No a D'Alema
Angelo Panebianco su Corriere.it 5 Mag
Il garante di tutti va scelto insieme
Se fosse eletto presidente della Repubblica Massimo D'Alema adempirebbe bene ai doveri dell'ufficio. Tuttavia ci sono almeno due solidissime ragioni che rendono sconsigliabile la sua scelta come candidato dell'Unione alla Presidenza.
La prima ragione è che la sua elezione potrebbe avvenire solo con il voto contrario dell'opposizione. La maggioranza uscita vincente dalle urne dovrebbe eleggerselo da sola, essendo poco probabile che il Polo si faccia convincere dagli argomenti, pur suggestivi, che soprattutto Il Foglio di Giuliano Ferrara ha avanzato in questi giorni per dimostrare la convenienza politica di un voto del centrodestra a favore di D'Alema. Il centrodestra reputa irricevibile la candidatura D'Alema e, a meno di cambiamenti di orientamento dell'ultimora, non lo voterà. D'Alema sarà dunque il candidato imposto dai vincitori. La minoranza avrebbe buon gioco a gridare al «regime», di fronte all'occupazione di tutte le alte cariche, compresa quella, di garanzia, della presidenza, da parte della maggioranza. Eleggere il presidente a colpi di maggioranza è sconsigliabile sempre. Figurarsi nelle condizioni in cui si trova (stavo per scrivere: «versa») la nuova maggioranza, vincente per il rotto della cuffia, per una manciata di voti, e che dovrà dimostrare con i fatti di essere davvero, al Senato, una maggioranza non solo formale, ma operativa, reale, nella vita parlamentare ordinaria. Una maggioranza siffatta non può permettersi il lusso di non contrattare con la (forte) opposizione il candidato alla presidenza. Il rischio, altrimenti, è quello di un presidente reso di «parte», anziché di garanzia, dal modo della sua elezione, un presidente che non verrebbe mai sentito e accettato da metà del Paese, quella che ha votato per il centrodestra, come il presidente di tutti. Non sarebbe un fardello troppo pesante da portare per le istituzioni repubblicane e per lo stesso D'Alema? Il «carisma» della presidenza, così forte nel Paese durante il settennato di Carlo Azeglio Ciampi, era dovuto al convincimento diffuso nell'opinione pubblica che il presidente fosse un autentico garante. Oltre alle qualità personali di Ciampi anche il modo in cui venne eletto contribuì a creare il rapporto carismatico tra presidenza e opinione pubblica. Ci conviene che la presidenza perda quel suo elemento di forza?

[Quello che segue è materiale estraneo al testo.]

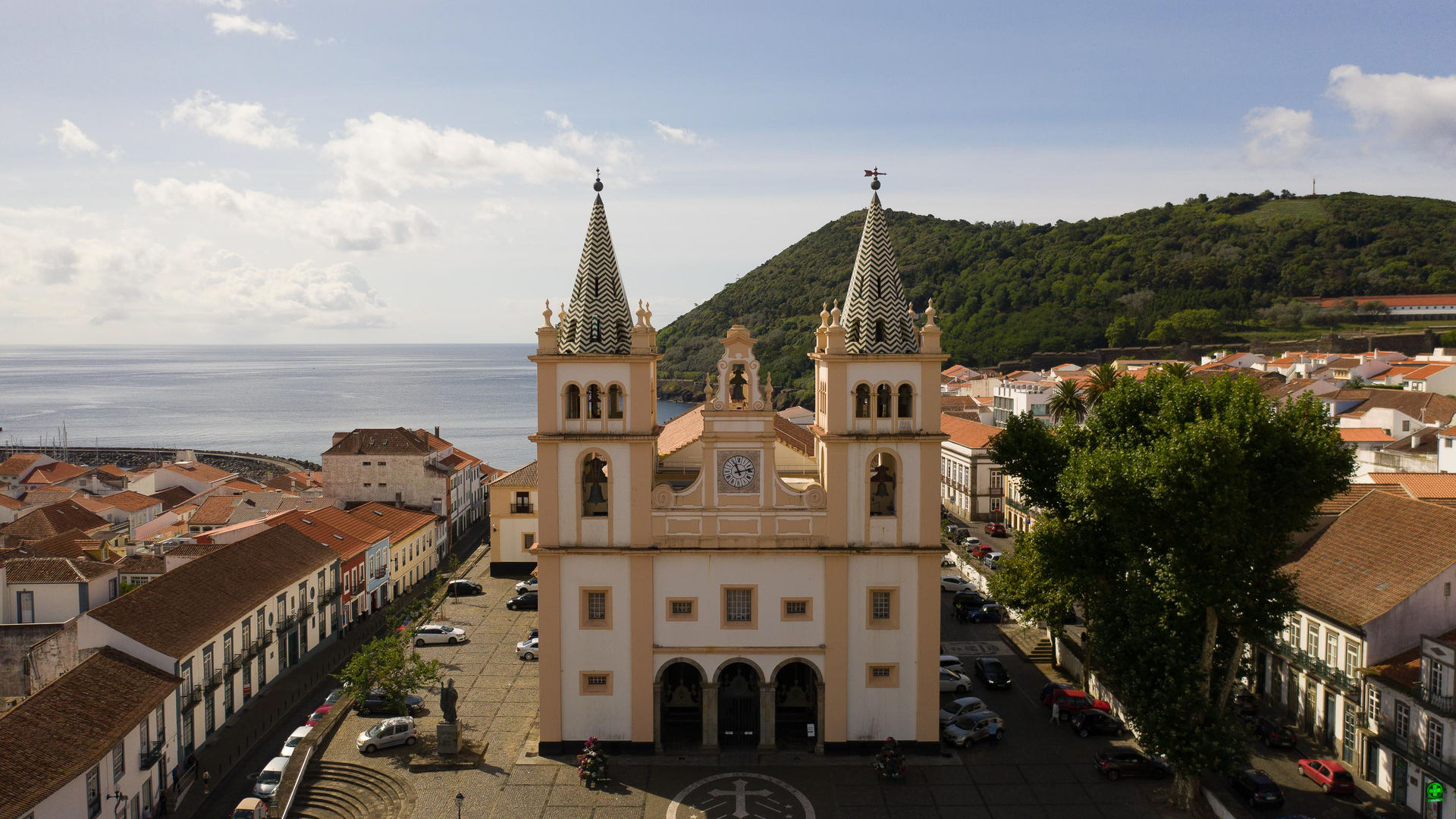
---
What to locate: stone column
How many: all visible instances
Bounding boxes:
[703,682,718,751]
[814,680,824,754]
[652,682,663,754]
[758,682,777,751]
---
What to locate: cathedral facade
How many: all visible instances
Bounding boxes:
[532,184,945,755]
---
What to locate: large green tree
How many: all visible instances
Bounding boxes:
[990,375,1354,808]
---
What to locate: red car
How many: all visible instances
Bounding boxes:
[304,705,334,726]
[1041,688,1112,721]
[1299,759,1356,792]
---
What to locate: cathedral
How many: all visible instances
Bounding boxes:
[532,179,945,755]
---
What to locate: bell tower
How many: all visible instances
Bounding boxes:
[530,177,661,749]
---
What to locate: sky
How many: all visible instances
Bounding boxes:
[0,0,1456,344]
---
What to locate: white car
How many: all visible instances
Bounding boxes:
[415,623,464,645]
[940,667,971,694]
[940,697,986,726]
[940,574,973,592]
[278,726,313,756]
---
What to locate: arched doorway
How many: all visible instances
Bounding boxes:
[658,663,703,751]
[718,663,758,748]
[774,661,818,751]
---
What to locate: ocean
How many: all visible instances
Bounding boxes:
[0,344,692,469]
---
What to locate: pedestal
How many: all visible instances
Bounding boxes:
[435,723,460,756]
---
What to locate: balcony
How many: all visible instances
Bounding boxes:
[136,739,166,771]
[1272,637,1360,694]
[1376,720,1456,783]
[1410,682,1456,717]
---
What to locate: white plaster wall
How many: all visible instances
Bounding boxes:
[560,555,632,740]
[845,555,920,740]
[652,554,824,647]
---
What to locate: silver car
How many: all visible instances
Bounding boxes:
[355,717,416,754]
[940,711,1006,748]
[940,697,986,726]
[415,623,464,645]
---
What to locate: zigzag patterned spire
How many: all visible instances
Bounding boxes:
[840,194,919,354]
[559,196,632,356]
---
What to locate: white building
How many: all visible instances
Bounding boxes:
[532,184,945,754]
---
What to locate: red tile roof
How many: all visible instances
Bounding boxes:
[0,647,182,819]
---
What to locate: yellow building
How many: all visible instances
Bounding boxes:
[532,184,946,754]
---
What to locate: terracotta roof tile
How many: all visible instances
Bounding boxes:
[1285,491,1456,626]
[940,413,1000,449]
[83,526,337,657]
[0,647,182,819]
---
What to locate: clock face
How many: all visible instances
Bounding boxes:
[722,455,755,490]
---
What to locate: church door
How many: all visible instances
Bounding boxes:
[718,663,758,748]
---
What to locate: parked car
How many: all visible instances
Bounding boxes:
[1254,717,1299,748]
[1041,688,1112,721]
[940,574,971,592]
[278,726,313,756]
[1299,759,1356,792]
[355,717,416,754]
[253,756,288,800]
[940,669,971,694]
[415,623,464,645]
[940,711,1006,748]
[939,697,986,726]
[1092,748,1168,781]
[446,579,485,598]
[975,657,1010,688]
[358,689,425,716]
[231,795,268,819]
[1228,768,1284,808]
[1072,708,1127,736]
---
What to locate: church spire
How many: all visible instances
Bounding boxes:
[559,172,632,356]
[840,178,918,354]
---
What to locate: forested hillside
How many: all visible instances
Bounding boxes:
[658,193,1456,397]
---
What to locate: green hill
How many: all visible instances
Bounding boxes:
[658,193,1456,398]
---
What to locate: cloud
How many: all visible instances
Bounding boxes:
[648,120,712,146]
[169,90,299,149]
[1325,65,1456,156]
[133,177,440,251]
[55,120,121,160]
[207,12,299,39]
[1244,105,1315,165]
[320,112,582,196]
[0,217,391,332]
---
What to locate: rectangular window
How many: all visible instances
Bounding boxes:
[581,588,611,628]
[779,598,814,620]
[864,663,900,688]
[667,598,698,621]
[864,588,900,628]
[581,672,611,697]
[722,586,757,628]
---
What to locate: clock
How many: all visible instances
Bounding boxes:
[722,455,755,490]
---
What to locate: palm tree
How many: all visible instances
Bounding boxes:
[1162,362,1192,381]
[1046,381,1087,422]
[1082,363,1124,410]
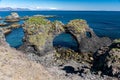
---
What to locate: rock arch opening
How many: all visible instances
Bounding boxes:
[53,33,79,51]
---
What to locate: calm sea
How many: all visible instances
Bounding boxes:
[0,11,120,47]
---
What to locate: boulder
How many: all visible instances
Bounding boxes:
[21,17,64,55]
[10,23,21,29]
[20,16,111,54]
[0,16,2,20]
[0,29,59,80]
[5,12,20,23]
[93,39,120,78]
[66,19,111,53]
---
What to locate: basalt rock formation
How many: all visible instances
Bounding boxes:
[0,27,59,80]
[5,12,20,23]
[21,17,64,55]
[21,17,111,55]
[93,39,120,78]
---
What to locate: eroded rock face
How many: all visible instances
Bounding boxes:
[20,17,111,54]
[66,19,111,53]
[93,40,120,78]
[5,12,20,22]
[20,17,64,55]
[0,30,58,80]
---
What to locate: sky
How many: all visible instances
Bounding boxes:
[0,0,120,11]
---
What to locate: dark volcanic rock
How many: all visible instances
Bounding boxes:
[21,17,64,55]
[5,12,20,23]
[93,40,120,78]
[19,17,111,55]
[66,19,111,53]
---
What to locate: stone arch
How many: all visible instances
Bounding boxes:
[53,32,79,52]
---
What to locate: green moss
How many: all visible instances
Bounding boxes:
[113,39,120,43]
[67,19,88,33]
[28,34,47,47]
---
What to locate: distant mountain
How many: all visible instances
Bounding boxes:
[0,7,30,11]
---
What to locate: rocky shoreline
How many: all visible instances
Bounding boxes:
[0,12,120,80]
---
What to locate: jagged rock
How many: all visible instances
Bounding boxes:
[0,16,2,20]
[21,17,64,55]
[0,29,59,80]
[93,40,120,77]
[10,23,21,29]
[20,17,111,54]
[0,23,8,27]
[66,19,111,53]
[5,12,20,23]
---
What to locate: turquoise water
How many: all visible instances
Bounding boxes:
[0,11,120,47]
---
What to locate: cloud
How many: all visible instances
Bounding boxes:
[31,6,58,10]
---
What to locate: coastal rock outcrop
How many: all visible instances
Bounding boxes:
[66,19,111,53]
[21,17,64,55]
[93,39,120,78]
[20,17,111,54]
[0,16,2,20]
[0,29,59,80]
[5,12,20,23]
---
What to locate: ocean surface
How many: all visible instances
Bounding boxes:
[0,11,120,48]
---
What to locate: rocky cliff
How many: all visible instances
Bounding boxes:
[0,30,58,80]
[19,17,111,55]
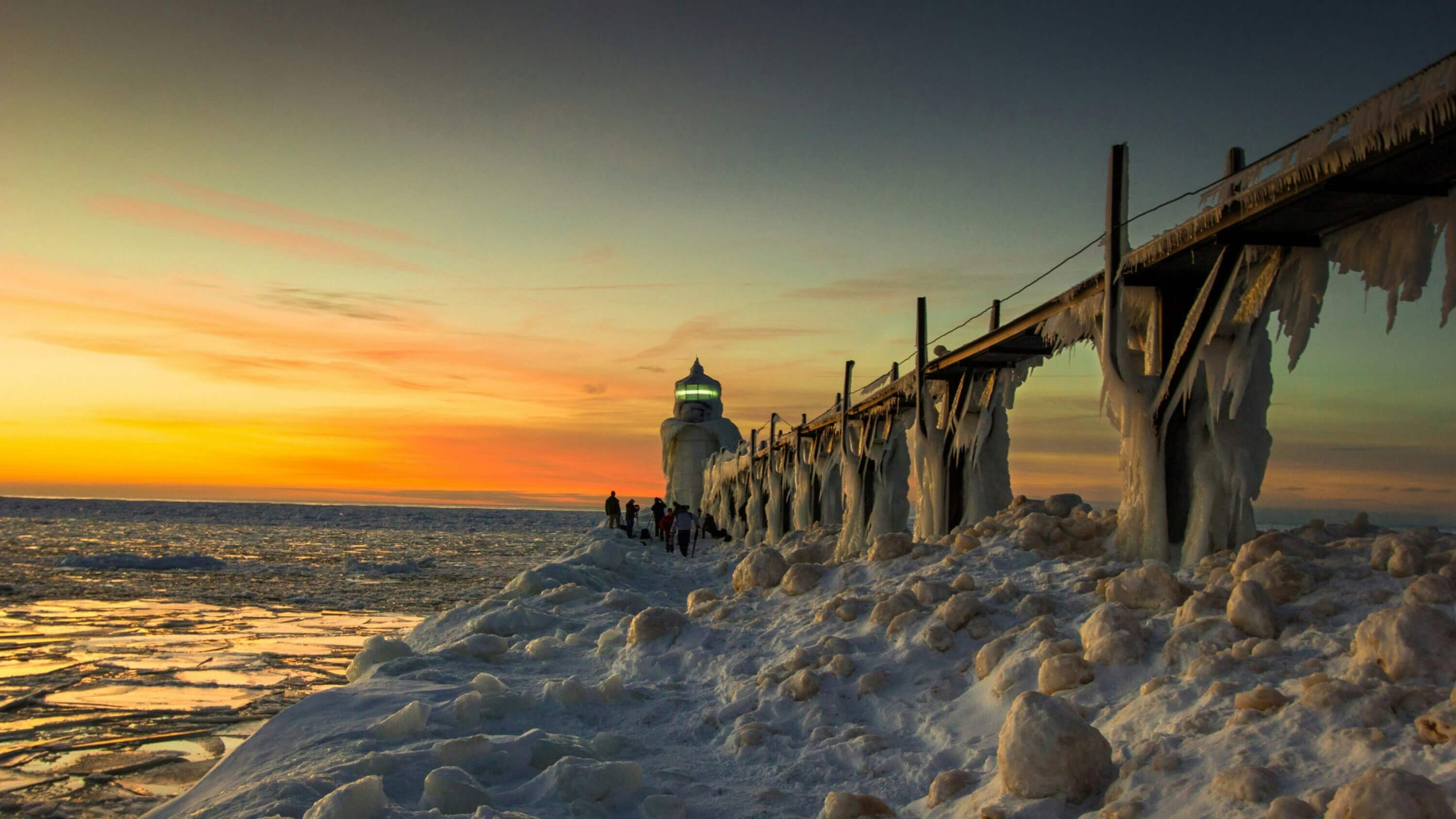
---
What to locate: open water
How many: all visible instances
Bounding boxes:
[0,497,600,818]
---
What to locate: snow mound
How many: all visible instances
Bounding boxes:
[142,512,1456,819]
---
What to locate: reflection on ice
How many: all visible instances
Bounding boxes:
[45,685,268,711]
[0,599,419,816]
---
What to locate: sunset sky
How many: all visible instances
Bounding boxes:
[0,0,1456,522]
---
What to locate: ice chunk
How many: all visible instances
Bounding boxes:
[526,637,561,660]
[421,767,491,813]
[344,634,415,682]
[542,676,587,705]
[370,700,430,739]
[444,634,511,660]
[303,777,389,819]
[430,733,495,768]
[597,673,628,703]
[470,673,511,694]
[540,756,642,802]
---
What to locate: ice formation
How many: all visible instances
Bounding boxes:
[151,509,1456,819]
[661,360,743,509]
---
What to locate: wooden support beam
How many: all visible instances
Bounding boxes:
[1223,146,1243,199]
[1322,179,1450,199]
[769,413,779,474]
[1153,247,1243,429]
[1213,230,1319,247]
[1143,287,1163,376]
[914,295,926,435]
[1102,143,1127,378]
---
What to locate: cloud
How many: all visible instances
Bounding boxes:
[785,268,1016,303]
[617,314,823,361]
[259,285,437,322]
[147,173,434,247]
[87,195,430,274]
[566,245,619,268]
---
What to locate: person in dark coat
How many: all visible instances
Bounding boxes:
[652,497,667,537]
[657,512,677,554]
[626,497,642,537]
[607,490,622,528]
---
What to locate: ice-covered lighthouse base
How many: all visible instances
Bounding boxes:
[151,512,1456,819]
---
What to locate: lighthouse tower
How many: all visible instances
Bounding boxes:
[662,360,743,509]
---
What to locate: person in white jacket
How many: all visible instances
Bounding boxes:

C'è poi una seconda ragione la quale riguarda specificamente D'Alema. D'Alema è un capo politico a tutto tondo. È invalso da tempo l'uso di chiamare «leader» chiunque, o quasi, circoli per le stanze della politica. Ma i leader autentici sono sempre, in ogni Paese, e anche in Italia, pochissimi. E D'Alema è uno di loro. La domanda allora è: che ce ne facciamo di un leader politico alla presidenza di una Repubblica non presidenziale? In una siffatta Repubblica le qualità politiche necessarie al presidente sono altre. Non sto contrapponendo, banalmente, i «politici» ai «tecnici». Dico invece che le qualità politiche di un presidente della Repubblica in una democrazia parlamentare non possono essere le stesse che sono proprie di un leader politico. Tanto più nel caso in cui quel leader abbia ancora, per ragioni generazionali, una lunga carriera politica di fronte a sé.
È possibile contemporaneamente stimare D'Alema e ritenere la sua candidatura alla presidenza della Repubblica un grave errore? (Sì! N.d.b.)